The Federal Communications Commission said it will shut down “most operations” in the middle of the day Thursday if the partial government shutdown continues.OMG, we're all gonna die (again).
“At that time, employees will have up to four hours to complete an orderly shutdown of operations. However, work required for the protection of life and property will continue,” the federal agency said in a statement late Tuesday.
In another document, the FCC offered details of what would happen during a shutdown.
“Consumer complaint and inquiry phone lines cannot be answered; consumer protection and local competition enforcement must cease; licensing services, including broadcast, wireless, and wireline, must cease; management of radio spectrum and the creation of new opportunities for competitive technologies and services for the American public must be suspended; and equipment authorizations, including those bringing new electronic devices to American consumers, cannot be provided,” the agency said.
The FCC said that after the four-hour wind-down, of the 1,442 workers “on board” before the shutdown plan was activated, only 245 employees would remain working — the rest would be furloughed.
Imagine a government shutdown, even a 1/4 government shutdown, during a holiday. If one side stayed in Washington, extending an open-ended invitation to negotiate, while the other vacationed in Hawaii, what should the coverage look like?— Byron York (@ByronYork) January 1, 2019
Actually, I'm getting a "day off" thanks to the shutdown. Because the Smithsonian nominally ran out of "old money," it is closing the museums and research centers, including SERC, where I play in the band, and normally practice on Thursday.

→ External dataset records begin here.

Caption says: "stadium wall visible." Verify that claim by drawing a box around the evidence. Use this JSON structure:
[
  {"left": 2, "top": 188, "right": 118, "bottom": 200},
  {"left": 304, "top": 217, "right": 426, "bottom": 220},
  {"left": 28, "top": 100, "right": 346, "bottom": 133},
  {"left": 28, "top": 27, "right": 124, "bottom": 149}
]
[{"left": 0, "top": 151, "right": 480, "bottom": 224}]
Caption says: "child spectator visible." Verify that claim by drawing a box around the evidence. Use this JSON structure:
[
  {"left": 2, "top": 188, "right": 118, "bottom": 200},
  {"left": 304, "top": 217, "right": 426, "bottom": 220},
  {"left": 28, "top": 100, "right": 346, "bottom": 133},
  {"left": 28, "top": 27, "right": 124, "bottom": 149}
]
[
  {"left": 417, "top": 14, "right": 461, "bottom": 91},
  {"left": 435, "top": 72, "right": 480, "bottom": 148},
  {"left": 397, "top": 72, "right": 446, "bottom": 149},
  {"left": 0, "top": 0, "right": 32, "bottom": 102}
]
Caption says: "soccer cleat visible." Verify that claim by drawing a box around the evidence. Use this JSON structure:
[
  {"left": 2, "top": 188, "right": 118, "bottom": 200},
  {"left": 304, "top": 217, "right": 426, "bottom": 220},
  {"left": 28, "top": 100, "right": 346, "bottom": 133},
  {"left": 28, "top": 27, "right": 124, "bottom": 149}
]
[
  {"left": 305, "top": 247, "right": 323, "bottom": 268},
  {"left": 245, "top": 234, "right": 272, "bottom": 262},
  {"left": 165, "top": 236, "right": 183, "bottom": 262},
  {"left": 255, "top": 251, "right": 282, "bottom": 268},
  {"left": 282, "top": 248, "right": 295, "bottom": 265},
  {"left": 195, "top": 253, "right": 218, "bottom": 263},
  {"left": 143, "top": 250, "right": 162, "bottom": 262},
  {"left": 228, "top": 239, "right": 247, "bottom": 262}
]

A curious fact about the Smithsonian. It was founded using private funds of James Smithson, an Englishman, who after the War of Independence, bequested the funds "to found in Washington, under the name of the Smithsonian Institution, an establishment for the increase and diffusion of knowledge among men." Since then the Smithsonian has evolved two halfs, one half paid for by the annual federal appropriation (subject to the shutdown), and the other half a private trust, owned by the Federal government if you can figure that one out. Federal employees and Trust employees work together, and do many of the same jobs, but Trust employees are funded through a variety of means, including proceeds from the endowment, grants and contracts which are not dependent on the Congressional appropriation.
The Smithsonian has two sources of funding - federal appropriations and income generated from gifts, revenue-generating activities, and investments (referred to as Smithsonian "trust funds"). The Smithsonian also has two different categories of employees, "federal" and "trust," as determined by the source of funds used to pay an employee's salary. However, the Smithsonian is one legal entity. The various museums and operating units within the Smithsonian have been created in different ways, some by Congress, some by the Board of Regents, but the museums and units (including Smithsonian Enterprises) have no separate, independent legal status: they are all part of the same legal "whole," the Smithsonian Institution.So, while approximately half of the ongoing labor costs of the Smithsonian are not covered by the shutdown, all the "non-essential" staff at the Smithsonian are being furloughed. While the half of the employees covered by the feds will likely have their lost wages restored by Congress, historically, the Trust employees eat the cost. I was a Trust employee. So don't tell me about the unfairness of the feds having to wait to get their winter vacations paid for.